Billige Kartoffeln - teure Pommes Frites / Erzeugerpreis ist um 75 Prozent gesunken
(München) Der Erzeugerpreis für vertragslose Kartoffeln, die zu Pommes frites verarbeitet werden sollen, liegt derzeit in Bayern rund 75 Prozent unter dem Preis des vergangenen Jahres. Allerdings sei der Verkaufspreis für Pommes Frites im Supermarkt nicht billiger geworden. Darauf weist die Landesvereinigung der Erzeugergemeinschaften für Qualitätskartoffeln in Bayern e.V. hin. Derzeit erhalten Bauern, die Kartoffeln ohne Vertrag angebaut haben, nur noch ca. 5 Euro pro Dezitonne. Ende 2006 und Anfang 2007 waren es zeitweise weit über 20 Euro pro Dezitonne, sagt Thomas Herb, Geschäftsführer der Landesvereinigung.

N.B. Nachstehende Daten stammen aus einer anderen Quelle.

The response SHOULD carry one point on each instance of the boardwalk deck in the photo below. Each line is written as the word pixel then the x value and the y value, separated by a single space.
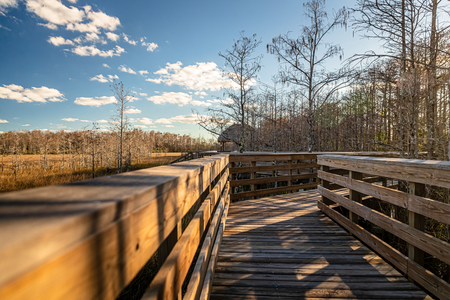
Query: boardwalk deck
pixel 283 247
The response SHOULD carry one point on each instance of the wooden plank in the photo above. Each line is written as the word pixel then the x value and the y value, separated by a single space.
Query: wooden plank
pixel 431 282
pixel 207 284
pixel 81 223
pixel 271 168
pixel 272 191
pixel 271 157
pixel 169 279
pixel 422 240
pixel 264 180
pixel 427 207
pixel 196 281
pixel 430 172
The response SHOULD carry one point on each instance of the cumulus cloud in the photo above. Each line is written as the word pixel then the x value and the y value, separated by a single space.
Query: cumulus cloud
pixel 179 98
pixel 93 51
pixel 5 4
pixel 189 119
pixel 34 94
pixel 49 25
pixel 128 40
pixel 95 101
pixel 145 121
pixel 112 36
pixel 198 77
pixel 99 78
pixel 59 40
pixel 132 110
pixel 150 46
pixel 123 68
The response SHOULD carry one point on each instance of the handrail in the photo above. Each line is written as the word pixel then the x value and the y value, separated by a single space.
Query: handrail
pixel 88 240
pixel 264 174
pixel 416 173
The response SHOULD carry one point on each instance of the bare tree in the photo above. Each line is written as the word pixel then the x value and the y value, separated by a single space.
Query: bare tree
pixel 241 67
pixel 120 123
pixel 303 59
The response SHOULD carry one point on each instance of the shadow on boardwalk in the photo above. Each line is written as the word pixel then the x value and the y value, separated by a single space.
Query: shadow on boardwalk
pixel 283 247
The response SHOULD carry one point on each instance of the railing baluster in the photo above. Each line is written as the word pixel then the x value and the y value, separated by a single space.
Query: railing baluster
pixel 354 195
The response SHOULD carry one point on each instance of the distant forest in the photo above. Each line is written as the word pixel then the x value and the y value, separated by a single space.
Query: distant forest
pixel 393 100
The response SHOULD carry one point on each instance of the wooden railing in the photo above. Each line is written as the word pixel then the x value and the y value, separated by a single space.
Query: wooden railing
pixel 88 240
pixel 257 175
pixel 413 176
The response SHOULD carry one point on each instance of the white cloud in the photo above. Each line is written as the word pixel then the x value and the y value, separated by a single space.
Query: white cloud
pixel 59 40
pixel 99 78
pixel 4 4
pixel 179 98
pixel 123 68
pixel 95 101
pixel 49 25
pixel 198 77
pixel 53 11
pixel 151 46
pixel 145 121
pixel 132 110
pixel 34 94
pixel 93 51
pixel 128 40
pixel 112 36
pixel 112 77
pixel 189 119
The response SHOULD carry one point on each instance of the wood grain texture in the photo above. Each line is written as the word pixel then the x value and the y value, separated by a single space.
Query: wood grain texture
pixel 292 251
pixel 430 172
pixel 88 240
pixel 418 238
pixel 430 208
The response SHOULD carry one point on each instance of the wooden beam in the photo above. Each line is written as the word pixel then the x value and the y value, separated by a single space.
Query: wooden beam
pixel 428 280
pixel 430 172
pixel 420 239
pixel 427 207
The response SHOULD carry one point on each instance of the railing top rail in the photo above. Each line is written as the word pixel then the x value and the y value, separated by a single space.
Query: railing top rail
pixel 37 224
pixel 430 172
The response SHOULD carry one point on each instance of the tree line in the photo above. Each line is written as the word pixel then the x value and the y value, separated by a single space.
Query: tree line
pixel 396 100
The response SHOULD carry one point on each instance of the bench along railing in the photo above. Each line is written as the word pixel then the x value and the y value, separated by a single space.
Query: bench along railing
pixel 257 175
pixel 414 175
pixel 88 240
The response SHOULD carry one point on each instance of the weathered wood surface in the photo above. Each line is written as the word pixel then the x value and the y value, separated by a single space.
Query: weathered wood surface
pixel 88 240
pixel 283 247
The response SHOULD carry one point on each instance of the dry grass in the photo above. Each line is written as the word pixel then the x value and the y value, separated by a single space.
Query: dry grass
pixel 31 175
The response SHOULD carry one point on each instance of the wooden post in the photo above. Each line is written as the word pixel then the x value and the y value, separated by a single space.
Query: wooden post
pixel 253 176
pixel 326 184
pixel 354 195
pixel 416 221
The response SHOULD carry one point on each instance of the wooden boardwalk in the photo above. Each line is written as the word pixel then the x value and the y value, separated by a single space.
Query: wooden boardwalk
pixel 283 247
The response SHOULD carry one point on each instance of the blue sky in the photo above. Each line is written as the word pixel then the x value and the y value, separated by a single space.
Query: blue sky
pixel 58 57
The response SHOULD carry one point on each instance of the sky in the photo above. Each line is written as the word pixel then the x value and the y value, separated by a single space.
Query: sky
pixel 59 57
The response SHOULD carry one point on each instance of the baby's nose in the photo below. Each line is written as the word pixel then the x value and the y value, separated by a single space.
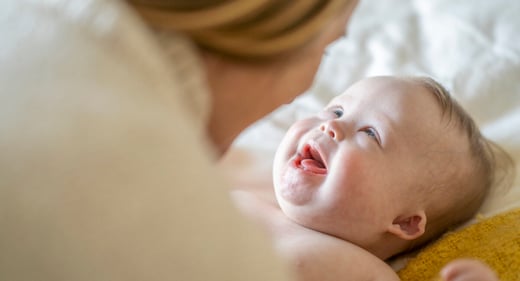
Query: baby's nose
pixel 331 128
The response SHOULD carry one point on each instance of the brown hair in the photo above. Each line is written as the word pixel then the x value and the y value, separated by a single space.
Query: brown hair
pixel 247 29
pixel 492 167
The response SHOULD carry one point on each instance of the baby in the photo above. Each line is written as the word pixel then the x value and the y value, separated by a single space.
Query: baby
pixel 387 166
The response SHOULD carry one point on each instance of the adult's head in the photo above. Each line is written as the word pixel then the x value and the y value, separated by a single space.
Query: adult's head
pixel 258 54
pixel 389 164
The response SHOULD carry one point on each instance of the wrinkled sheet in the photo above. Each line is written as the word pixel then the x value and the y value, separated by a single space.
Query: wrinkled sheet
pixel 472 47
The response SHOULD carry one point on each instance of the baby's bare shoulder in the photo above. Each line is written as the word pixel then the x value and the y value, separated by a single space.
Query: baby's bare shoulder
pixel 317 256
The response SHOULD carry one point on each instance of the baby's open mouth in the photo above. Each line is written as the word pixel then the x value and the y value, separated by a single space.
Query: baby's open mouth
pixel 311 161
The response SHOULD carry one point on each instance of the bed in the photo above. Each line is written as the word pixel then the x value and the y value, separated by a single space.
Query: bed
pixel 471 47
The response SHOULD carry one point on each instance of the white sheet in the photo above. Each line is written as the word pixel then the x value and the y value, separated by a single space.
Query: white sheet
pixel 472 47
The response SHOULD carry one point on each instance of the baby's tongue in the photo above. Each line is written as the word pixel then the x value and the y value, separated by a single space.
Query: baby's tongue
pixel 314 166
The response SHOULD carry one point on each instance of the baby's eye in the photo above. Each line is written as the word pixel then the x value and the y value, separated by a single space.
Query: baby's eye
pixel 371 132
pixel 338 112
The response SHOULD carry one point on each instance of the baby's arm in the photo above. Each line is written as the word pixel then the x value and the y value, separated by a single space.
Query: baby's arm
pixel 467 270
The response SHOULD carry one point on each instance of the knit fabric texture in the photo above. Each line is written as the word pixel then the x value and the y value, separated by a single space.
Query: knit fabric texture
pixel 495 241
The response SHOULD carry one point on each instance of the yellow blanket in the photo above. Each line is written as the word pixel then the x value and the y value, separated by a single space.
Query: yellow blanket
pixel 495 240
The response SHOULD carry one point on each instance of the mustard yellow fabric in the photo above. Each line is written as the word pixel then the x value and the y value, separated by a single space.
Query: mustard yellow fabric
pixel 495 240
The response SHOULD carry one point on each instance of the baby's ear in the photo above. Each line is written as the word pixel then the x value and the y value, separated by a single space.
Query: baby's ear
pixel 409 227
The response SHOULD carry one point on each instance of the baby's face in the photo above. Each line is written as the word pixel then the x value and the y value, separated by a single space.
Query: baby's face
pixel 362 162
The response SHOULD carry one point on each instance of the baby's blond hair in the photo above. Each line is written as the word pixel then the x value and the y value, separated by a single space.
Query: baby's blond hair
pixel 492 167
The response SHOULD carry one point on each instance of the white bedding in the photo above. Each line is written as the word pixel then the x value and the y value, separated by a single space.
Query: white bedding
pixel 472 47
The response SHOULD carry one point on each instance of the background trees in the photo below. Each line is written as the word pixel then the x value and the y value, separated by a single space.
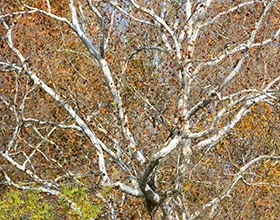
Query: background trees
pixel 129 109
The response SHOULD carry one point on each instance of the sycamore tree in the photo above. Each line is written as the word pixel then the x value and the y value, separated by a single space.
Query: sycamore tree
pixel 128 109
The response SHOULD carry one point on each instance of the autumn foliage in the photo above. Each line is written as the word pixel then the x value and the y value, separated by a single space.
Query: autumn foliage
pixel 139 109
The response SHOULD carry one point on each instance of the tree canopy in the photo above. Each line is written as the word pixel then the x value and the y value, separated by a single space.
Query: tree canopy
pixel 139 109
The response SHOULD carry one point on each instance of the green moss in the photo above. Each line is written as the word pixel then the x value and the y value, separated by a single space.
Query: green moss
pixel 15 204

Die verarbeitende Industrie begründe dies mit Import-Kartoffeln aus Belgien, die zum billigsten Preis angeboten würden. Deshalb könnte, so die Industrie, auch für bayerische Kartoffeln nur geringfügig mehr bezahlt werden.
Ändere sich an der Bezahlung der Verarbeitungskartoffeln nichts, werden die Landwirte Anlieferungen überdenken und das Angebot knapp halten, teilt die Landesvereinigung der Erzeugergemeinschaften für Qualitätskartoffeln in Bayern e.V. mit.
Bei den Kartoffelprodukten, speziell Pommes Frites, wurde der Preis in der Vergangenheit bereits erhöht. Auslöser dieser Preiserhöhung war die geringe Kartoffelernte vergangenes Jahr, die auf Hitze und Trockenheit zurückzuführen war.
Der diesjährige Witterungsverlauf ermöglichte eine frühzeitigere Ernte der Frühkartoffeln. Die Erträge seien mit rund 400 Dezitonnen je Hektar sehr zufriedenstellend. Bei den Anschluss- und Spätsorten zeichneten sich nach Angaben der Landesvereinigung jedoch Ertragsausfälle ab. Die Landwirte erwarteten abermals eine durchschnittliche Ertragsmenge.